Kulağıma ilişen tiz çığlık sesi kaskatı kesilmeme sebep olurken ikinci bir çığlık sesi daha duymaya başladım. Gizemli ormandaki kimliği çözülemeyen cinayetler yüzünden savcılığımın ilk görevinin buraya olması beni hazırlıksız anımda yakalamıştı. Çığlık sesleri daha da artınca


"Beni takip edin. Dikkatli olmalıyız!" diyerek arkamdaki kontrolüm altında olan 15,20 kişilik polis ordusu peşimden gelmeye başladılar. Patika yoldan ileriye temkinli adımlarla ilerlerken etrafa bakmayınca unutmuyordum. Çığlık seslerine daha da yakınlaştığımızda uğultu halinde gelen sesler yavaşça çözümlenmeye başlıyordu sanki. Sesin bir kadından geldiğini anlamam uzun sürmedi.


"Aman Tanrım! Senin gibi canavarlar sadece masallarda olur sanıyordum." kadının sesinin ardından hırıltılı bir ses daha yükseldi. Bu sesin bir insana ait olma ihtimali milyonda birdi.


"Ya şuan bir masalın içindeysek ve her şey kodlandıysa. Mesela ben senin 10 saniye sonra ne yapacağını biliyorsam." duyduklarım karşısında tüylerim diken diken olurken bu cümlelere kafamda bir türlü anlam veremiyordum.
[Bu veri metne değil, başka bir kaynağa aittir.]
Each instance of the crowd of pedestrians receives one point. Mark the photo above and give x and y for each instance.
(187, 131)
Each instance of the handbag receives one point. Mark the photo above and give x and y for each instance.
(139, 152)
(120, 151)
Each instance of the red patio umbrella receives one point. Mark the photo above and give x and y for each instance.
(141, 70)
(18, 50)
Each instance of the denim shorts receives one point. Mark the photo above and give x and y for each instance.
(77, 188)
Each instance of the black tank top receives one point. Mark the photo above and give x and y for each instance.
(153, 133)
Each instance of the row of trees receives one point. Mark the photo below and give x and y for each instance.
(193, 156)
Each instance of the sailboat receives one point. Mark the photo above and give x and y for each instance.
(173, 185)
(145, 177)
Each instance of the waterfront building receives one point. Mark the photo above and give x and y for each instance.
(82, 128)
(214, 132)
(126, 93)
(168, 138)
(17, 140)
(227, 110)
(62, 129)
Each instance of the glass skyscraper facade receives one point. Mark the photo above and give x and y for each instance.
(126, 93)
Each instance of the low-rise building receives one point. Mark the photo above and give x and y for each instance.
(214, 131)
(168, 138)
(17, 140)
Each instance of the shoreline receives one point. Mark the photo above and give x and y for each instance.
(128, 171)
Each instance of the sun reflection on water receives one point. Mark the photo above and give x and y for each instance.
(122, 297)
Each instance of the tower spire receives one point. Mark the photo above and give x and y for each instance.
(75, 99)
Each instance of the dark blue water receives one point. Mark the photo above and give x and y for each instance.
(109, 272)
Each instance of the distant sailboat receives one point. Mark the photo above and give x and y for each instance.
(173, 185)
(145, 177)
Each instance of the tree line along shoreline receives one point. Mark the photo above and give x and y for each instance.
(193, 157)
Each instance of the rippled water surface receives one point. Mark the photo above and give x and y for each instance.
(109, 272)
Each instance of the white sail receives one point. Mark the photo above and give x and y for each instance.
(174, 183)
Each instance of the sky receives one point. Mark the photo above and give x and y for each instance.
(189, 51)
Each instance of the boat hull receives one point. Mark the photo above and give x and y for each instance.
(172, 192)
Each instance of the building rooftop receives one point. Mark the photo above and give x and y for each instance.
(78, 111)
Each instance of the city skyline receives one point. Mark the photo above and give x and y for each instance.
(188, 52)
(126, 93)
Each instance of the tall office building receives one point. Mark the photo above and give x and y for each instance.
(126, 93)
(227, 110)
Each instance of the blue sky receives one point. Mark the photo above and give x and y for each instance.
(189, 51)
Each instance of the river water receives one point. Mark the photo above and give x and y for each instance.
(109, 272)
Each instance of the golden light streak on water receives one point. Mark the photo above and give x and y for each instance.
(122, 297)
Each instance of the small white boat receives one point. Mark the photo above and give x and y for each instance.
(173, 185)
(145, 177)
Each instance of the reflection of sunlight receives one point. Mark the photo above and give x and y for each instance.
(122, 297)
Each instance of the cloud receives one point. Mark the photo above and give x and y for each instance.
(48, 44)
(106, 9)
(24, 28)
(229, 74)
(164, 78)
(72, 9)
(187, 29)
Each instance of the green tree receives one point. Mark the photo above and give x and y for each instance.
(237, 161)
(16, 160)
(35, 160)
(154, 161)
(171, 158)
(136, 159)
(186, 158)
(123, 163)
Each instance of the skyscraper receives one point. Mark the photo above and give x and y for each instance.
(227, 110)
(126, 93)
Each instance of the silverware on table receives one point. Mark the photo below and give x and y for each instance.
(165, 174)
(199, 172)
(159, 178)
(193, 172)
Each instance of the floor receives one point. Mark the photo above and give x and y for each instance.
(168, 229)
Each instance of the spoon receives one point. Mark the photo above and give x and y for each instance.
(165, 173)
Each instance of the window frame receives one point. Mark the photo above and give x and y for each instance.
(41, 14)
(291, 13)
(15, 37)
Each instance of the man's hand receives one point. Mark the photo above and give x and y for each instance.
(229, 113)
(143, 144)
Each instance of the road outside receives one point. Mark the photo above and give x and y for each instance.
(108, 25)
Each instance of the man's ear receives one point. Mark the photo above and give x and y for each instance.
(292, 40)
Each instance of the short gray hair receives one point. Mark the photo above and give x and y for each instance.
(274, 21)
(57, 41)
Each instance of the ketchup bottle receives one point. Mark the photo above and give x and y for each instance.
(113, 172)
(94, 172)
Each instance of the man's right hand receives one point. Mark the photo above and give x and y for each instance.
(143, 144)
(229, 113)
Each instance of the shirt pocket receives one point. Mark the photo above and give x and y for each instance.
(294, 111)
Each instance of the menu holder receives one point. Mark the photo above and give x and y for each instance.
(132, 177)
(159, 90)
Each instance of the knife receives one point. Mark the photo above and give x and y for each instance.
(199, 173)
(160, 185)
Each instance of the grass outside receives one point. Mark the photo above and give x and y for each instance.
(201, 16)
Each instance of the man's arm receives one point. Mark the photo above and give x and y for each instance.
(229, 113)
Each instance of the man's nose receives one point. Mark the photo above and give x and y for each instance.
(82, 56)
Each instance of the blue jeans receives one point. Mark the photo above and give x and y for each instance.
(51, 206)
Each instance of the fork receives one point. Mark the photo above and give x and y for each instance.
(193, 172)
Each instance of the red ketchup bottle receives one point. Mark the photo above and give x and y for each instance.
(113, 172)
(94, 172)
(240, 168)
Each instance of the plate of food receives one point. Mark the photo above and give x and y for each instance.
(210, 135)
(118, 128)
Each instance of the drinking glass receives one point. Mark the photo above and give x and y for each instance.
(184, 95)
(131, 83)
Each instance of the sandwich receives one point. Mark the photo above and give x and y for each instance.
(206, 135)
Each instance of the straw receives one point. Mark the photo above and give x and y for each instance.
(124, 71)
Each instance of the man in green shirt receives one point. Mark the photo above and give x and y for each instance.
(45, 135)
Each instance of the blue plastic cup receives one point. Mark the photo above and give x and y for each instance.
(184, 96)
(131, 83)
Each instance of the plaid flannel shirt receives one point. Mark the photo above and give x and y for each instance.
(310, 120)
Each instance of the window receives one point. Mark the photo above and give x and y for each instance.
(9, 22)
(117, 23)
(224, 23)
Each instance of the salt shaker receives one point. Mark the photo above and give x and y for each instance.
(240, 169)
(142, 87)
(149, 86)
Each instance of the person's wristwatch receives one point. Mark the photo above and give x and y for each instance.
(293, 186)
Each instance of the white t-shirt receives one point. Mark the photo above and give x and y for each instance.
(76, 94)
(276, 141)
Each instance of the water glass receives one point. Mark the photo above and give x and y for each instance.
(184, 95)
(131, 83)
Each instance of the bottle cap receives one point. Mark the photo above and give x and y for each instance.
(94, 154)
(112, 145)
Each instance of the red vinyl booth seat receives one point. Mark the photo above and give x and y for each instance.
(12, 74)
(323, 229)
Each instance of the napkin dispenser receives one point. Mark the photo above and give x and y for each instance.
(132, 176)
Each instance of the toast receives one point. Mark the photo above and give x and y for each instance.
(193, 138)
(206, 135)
O her ne olduğunu bilmediğim şeyin söyledikleri kulağa çok mantıklı ama çok saçma geliyordu. Hemen arkamda bulunan Hüseyin'in sesi olduğunu tahmin ettiğim ses


"Buradan derhal uzaklaşmazsak başımıza çok kötü şeyler gelecek hissediyorum." onun diğer polisleri korkutmasına izin vermeyecektim.


"Asıl sesini kesmezsen başına çok kötü şeyler gelecek Hüseyin. Şimdi çeneni kapa ve emrinden çıkma." homurdanmasını aldırmayarak tekrar sese odaklandım. Ardından biraz önceki hırıltılı ses tekrardan kulağıma ilişti ve


"Senin tek suçun peşime düşmekti küçük insancık" sesler kesildiğinde göğü titretecek derecede bir bağırma sesi yükseldi ve ardından canavar görüş odağımıza girdi. Bu nasıl olabilir? Gerçekten bir canavar var burada. Tam bağıracağım sırada arkamdan bir el ağzımı kapattı ve


"Sessiz olmazsak hepimiz öleceğiz. Öyle değil mi Lara?" bu sesten sonra ağzımı kapatan elin Ezgi'ye ait olduğunu anladım. Arkamı dönüp


"Teşekkür ederim Ezgi. Sen olmasaydın canavarın yemeği olabilirdim." kendime gelmem ve ağır başlılığımdan ödün vermemem gerekiyordu. Birden canavar kafasını 270 derece çevirdi ve tam bize doğru bakmaya başladı. Beklemediğimiz bir şekilde üzerimize doğru koşmaya başlamasıyla beraber orduya motivasyon vermem gerektiğini hatırladım.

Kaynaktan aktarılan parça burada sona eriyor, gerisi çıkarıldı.